According to the International Consortium of Investigative Journalists (ICIJ), PwC helped multinational companies obtain at least 548 tax rulings in Luxembourg from 2002 to 2010. In files released in December last year the ICIJ showed that Hutchison Whampoa, whose subsidiary Hutchison Port Holdings is a global port operator, was one of them.
House of Commons committee chair Labour Party MP Margaret Hodge commented: "We consider the evidence that PwC provided to us in January 2013 was misleading, in particular its assertions that 'we are not in the business of selling schemes' and 'we do not mass-market tax products, we do not produce tax products, we do not promote tax products.'"

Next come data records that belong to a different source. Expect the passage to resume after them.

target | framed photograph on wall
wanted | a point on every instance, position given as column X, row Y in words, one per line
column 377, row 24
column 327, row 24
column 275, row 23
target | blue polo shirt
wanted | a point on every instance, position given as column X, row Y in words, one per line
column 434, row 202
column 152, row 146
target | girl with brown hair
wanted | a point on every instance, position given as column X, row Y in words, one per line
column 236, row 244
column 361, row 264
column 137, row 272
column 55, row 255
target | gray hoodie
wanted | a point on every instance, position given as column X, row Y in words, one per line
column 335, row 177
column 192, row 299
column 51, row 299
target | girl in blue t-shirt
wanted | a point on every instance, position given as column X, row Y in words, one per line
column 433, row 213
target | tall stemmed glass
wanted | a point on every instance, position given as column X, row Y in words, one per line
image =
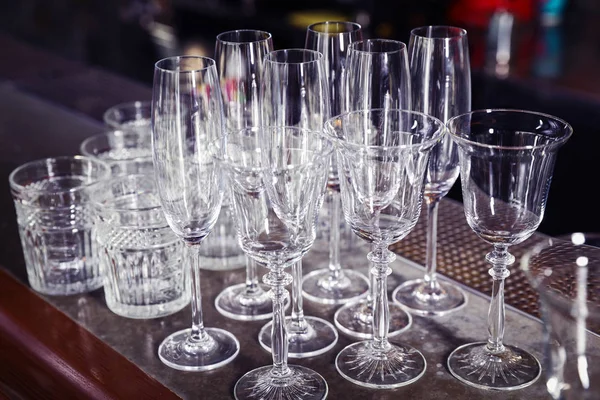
column 377, row 77
column 294, row 94
column 334, row 285
column 187, row 115
column 383, row 155
column 239, row 55
column 441, row 87
column 506, row 162
column 277, row 177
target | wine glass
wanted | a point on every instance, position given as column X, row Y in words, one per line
column 294, row 94
column 383, row 155
column 239, row 55
column 506, row 162
column 377, row 77
column 277, row 180
column 334, row 285
column 186, row 117
column 566, row 274
column 441, row 86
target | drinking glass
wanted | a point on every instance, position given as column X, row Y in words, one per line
column 334, row 285
column 277, row 180
column 294, row 94
column 131, row 116
column 128, row 152
column 383, row 155
column 506, row 162
column 377, row 77
column 141, row 257
column 239, row 55
column 441, row 87
column 566, row 274
column 53, row 202
column 186, row 117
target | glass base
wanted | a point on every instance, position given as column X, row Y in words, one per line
column 319, row 337
column 320, row 287
column 300, row 383
column 356, row 320
column 234, row 303
column 419, row 299
column 180, row 352
column 397, row 365
column 511, row 369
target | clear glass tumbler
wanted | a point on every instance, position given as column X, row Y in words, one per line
column 54, row 211
column 142, row 258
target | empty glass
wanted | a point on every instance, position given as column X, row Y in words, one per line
column 506, row 162
column 132, row 116
column 566, row 274
column 277, row 177
column 383, row 156
column 126, row 151
column 55, row 216
column 441, row 87
column 187, row 115
column 142, row 258
column 239, row 55
column 334, row 285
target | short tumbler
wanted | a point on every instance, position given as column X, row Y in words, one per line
column 140, row 255
column 55, row 217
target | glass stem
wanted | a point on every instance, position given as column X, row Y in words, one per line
column 381, row 257
column 277, row 279
column 500, row 258
column 198, row 332
column 298, row 325
column 334, row 235
column 251, row 277
column 431, row 282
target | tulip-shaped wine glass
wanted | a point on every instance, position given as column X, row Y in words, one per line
column 377, row 76
column 334, row 285
column 239, row 55
column 186, row 117
column 383, row 156
column 507, row 159
column 441, row 86
column 294, row 94
column 277, row 180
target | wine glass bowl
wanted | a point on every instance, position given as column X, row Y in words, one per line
column 383, row 156
column 506, row 163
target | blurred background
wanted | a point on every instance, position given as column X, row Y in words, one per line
column 541, row 55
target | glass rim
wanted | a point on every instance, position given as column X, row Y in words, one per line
column 318, row 56
column 208, row 63
column 354, row 25
column 122, row 178
column 461, row 139
column 266, row 36
column 103, row 166
column 564, row 303
column 114, row 133
column 461, row 32
column 353, row 46
column 440, row 130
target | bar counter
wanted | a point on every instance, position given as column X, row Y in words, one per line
column 74, row 347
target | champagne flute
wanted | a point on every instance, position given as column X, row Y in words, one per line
column 277, row 177
column 334, row 285
column 239, row 55
column 383, row 156
column 506, row 162
column 377, row 77
column 294, row 94
column 186, row 117
column 441, row 87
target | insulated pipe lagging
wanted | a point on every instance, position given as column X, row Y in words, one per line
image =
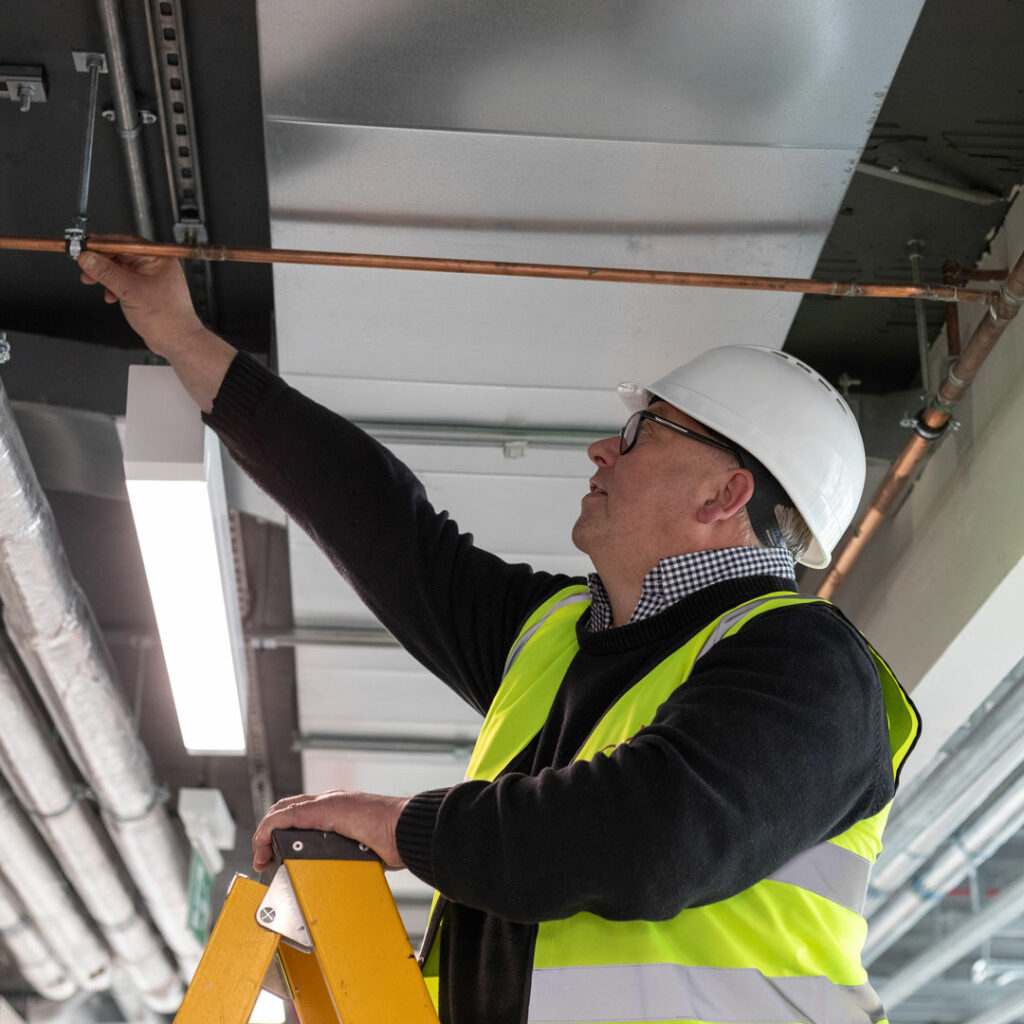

Based on evidence from Kevin Nicholson (right), head of Tax, PricewaterhouseCoopers LLP, and Fearghas Carruthers, head of Tax, Shire Pharmaceuticals, the latest report says the pharmaceutical company has enabled interest payments on intra-company loans to reduce significantly its overall tax liabilities: While Shire has external borrowings of around £800 million, it makes interest payments on intra-company loans worth $10 billion to a company it has established in the Grand Duchy.
The committee says the net effect is to shift profits from countries with higher tax rates to Luxembourg where Shire employs just two people out of a global total of 5,600. Noting that Shire paid tax of only 0.0156 percent on its profits in Luxembourg, the report says neither PwC nor Shire could demonstrate that the company's presence in the country was designed to do anything other than avoid tax.
"We believe that PricewaterhouseCoopers's activities represent nothing short of the promotion of tax avoidance on an industrial scale," said Hodge, who added: "The fact that PwC's promotion of these schemes is permitted by its own code of conduct is clear evidence that government needs to take a more active role in regulating the tax industry, as it evidently cannot be trusted to regulate itself."